O impacto da pandemia
Assim como no restante do mundo, a pandemia de Covid-19 também colocou à prova o sistema de saúde argentino. O país, já com um sistema fragmentado e desigual, enfrentou enormes desafios para lidar com o aumento exponencial de casos e a demanda por leitos de UTI e respiradores.
O pico de casos em meados de 2021 levou à saturação dos serviços de saúde, com superlotação em hospitais e unidades de terapia intensiva, especialmente em áreas como a Grande Buenos Aires. A escassez de leitos e respiradores resultou em longas filas de espera e em casos de pacientes que não receberam o atendimento adequado.
Além disso, a sobrecarga de trabalho e o risco de contágio colocaram em xeque a saúde física e mental dos profissionais de saúde, levando ao aumento de funcionários afastados por doenças e esgotamento emocional. Ainda nessa questão, a falta de equipamentos de proteção individual (EPIs) também colocou esses profissionais em risco, agravando a situação.
Quem mais sofreu o impacto do efeito dominó da pandemia foram as populações vulneráveis – como as comunidades de baixa renda, minorias étnicas e pessoas com doenças crônicas –, que sentiram ainda mais a falta de acesso a serviços de saúde de qualidade.
Apesar dos desafios, o sistema de saúde argentino demonstrou certa capacidade de resiliência, implementando medidas para conter o avanço da doença e minimizar seus impactos, como:
- Medidas Restritivas – Lockdowns e toques de recolher, para reduzir a circulação do vírus e aliviar a pressão sobre o sistema de saúde. Essas medidas, embora impopulares em alguns setores, foram essenciais para conter a disseminação da doença e evitar um colapso ainda maior do sistema.
- Expansão da Capacidade Hospitalar – O governo argentino investiu na construção de novos leitos de UTI e na compra de respiradores, aumentando a capacidade hospitalar para atender o aumento da demanda. A expansão, apesar de insuficiente para suprir toda a demanda, ajudou a salvar vidas e evitar um colapso ainda maior do sistema.

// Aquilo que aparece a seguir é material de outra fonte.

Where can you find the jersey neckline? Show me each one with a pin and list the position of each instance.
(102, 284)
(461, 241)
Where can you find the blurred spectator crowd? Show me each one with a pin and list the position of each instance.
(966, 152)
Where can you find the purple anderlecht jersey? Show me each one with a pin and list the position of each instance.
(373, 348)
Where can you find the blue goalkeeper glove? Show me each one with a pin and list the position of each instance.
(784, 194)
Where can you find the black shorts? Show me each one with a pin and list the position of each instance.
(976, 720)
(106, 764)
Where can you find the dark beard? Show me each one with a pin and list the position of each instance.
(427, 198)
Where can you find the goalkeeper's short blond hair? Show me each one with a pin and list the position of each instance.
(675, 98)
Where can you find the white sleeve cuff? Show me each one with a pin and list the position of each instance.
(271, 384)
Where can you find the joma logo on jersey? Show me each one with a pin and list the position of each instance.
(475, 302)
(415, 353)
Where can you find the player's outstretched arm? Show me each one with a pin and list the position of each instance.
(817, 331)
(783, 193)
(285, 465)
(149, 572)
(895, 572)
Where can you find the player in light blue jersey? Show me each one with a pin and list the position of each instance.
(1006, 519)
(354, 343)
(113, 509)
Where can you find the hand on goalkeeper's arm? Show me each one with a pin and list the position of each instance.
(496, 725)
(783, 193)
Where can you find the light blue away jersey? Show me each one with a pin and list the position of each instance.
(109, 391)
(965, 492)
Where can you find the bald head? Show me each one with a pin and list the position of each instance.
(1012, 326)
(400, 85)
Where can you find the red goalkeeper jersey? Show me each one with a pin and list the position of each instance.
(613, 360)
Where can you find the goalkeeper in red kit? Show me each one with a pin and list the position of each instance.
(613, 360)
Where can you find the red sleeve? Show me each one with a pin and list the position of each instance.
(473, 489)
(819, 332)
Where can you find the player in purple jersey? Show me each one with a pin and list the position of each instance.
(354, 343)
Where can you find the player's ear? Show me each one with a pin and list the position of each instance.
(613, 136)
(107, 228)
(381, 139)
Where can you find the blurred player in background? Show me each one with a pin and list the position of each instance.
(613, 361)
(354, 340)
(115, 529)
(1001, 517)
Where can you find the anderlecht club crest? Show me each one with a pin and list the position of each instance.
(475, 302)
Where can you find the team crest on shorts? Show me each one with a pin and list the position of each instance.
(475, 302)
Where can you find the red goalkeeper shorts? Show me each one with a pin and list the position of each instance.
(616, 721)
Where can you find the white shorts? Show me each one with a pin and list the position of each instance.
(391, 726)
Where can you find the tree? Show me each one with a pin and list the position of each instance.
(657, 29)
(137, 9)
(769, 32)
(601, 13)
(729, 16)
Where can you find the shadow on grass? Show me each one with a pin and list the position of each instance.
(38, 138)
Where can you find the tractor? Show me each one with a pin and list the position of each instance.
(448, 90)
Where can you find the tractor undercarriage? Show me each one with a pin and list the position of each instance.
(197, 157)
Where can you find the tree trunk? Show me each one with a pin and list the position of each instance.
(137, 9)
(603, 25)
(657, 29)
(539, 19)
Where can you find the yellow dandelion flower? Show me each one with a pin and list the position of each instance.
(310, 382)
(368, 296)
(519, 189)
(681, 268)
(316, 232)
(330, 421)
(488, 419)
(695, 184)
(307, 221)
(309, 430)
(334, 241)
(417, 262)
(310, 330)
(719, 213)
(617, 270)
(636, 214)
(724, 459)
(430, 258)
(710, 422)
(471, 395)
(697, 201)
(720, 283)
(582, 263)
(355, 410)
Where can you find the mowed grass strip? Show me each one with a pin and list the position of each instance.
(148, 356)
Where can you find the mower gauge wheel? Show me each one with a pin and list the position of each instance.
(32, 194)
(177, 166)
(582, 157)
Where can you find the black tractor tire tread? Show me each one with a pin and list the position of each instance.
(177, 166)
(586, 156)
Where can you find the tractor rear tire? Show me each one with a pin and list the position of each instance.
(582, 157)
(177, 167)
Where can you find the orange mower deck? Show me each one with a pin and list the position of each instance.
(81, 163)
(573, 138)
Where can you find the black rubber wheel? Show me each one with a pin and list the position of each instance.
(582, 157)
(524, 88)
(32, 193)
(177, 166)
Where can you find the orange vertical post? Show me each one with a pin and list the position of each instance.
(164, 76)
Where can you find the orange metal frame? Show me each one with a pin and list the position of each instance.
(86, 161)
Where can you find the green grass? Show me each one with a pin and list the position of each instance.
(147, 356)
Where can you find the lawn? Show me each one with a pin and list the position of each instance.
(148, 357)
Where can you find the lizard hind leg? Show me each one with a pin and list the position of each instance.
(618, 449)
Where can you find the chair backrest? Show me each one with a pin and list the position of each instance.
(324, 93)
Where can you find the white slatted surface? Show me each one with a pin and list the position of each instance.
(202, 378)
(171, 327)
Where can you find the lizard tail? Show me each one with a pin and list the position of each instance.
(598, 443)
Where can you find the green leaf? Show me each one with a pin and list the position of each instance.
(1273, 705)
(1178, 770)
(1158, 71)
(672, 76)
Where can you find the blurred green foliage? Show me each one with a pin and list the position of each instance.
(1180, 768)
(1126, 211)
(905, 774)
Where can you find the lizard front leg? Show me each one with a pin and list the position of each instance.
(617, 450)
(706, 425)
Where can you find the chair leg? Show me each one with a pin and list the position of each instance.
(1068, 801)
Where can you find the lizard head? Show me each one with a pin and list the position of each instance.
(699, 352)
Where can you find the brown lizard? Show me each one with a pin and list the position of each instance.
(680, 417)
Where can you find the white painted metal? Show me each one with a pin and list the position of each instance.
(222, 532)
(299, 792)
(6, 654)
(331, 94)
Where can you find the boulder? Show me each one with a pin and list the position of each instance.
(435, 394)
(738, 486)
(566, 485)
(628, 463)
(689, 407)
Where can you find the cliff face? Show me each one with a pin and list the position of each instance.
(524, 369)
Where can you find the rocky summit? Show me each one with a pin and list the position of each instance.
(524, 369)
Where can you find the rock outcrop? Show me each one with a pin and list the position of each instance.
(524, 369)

- Campanhas de Vacinação – Campanha de vacinação em massa contra a Covid-19, que já vacinou grande parte da população. A vacinação tem sido fundamental para reduzir o número de casos graves e mortes pela doença, aliviando a pressão sobre o sistema de saúde e permitindo a retomada gradual das atividades.
Reflexo da crise econômica
A Argentina enfrenta uma crise econômica severa, caracterizada pela alta inflação, desvalorização da moeda local (peso) e uma dívida pública crescente. Em 2023, a inflação anual superou os 100%, um dos índices mais altos do mundo. Enquanto isso, a pobreza atingiu cerca de 40% da população.
Um dos impactos mais diretos da crise aconteceu com os cortes no orçamento da saúde pública. Segundo o Ministério da Saúde da Argentina, houve uma redução significativa nos investimentos em infraestrutura e aquisição de insumos médicos. Diversos hospitais públicos relataram dificuldades em manter estoques de medicamentos essenciais, como antibióticos e insulina.
Outro sintoma da crise foi o aumento do custo de medicamentos importados e equipamentos médicos, devido à desvalorização do peso. De acordo com a Câmara Argentina de Medicamentos, cerca de 30% dos medicamentos básicos enfrentam escassez regular nas farmácias e hospitais.
Possíveis soluções?
Nos últimos anos, o governo argentino tem implementado algumas iniciativas para melhorar o acesso e a qualidade dos serviços de saúde. Um dos principais exemplos é o Programa SUMAR (Sistema Único de Monitoramento e Avaliação de Resultados, uma iniciativa do governo argentino para ampliar o acesso à saúde de qualidade para pessoas que não possuem cobertura médica formal.
Criado em 2012, como uma expansão do antigo Plano Nacer, o SUMAR concentra-se na atenção primária à saúde e na prevenção de doenças, com foco em saúde materno-infantil, feminina e adulta. O programa é destinado principalmente para jovens de 0 a 64 anos que não possuem cobertura médica formal, além de gestantes e puérperas na mesma condição.
Apesar de ser um dos programas bem sucedidos, o SUMAR ainda é insuficiente e também sofre com escassez de recursos humanos, infraestrutura precária e financiamento instável.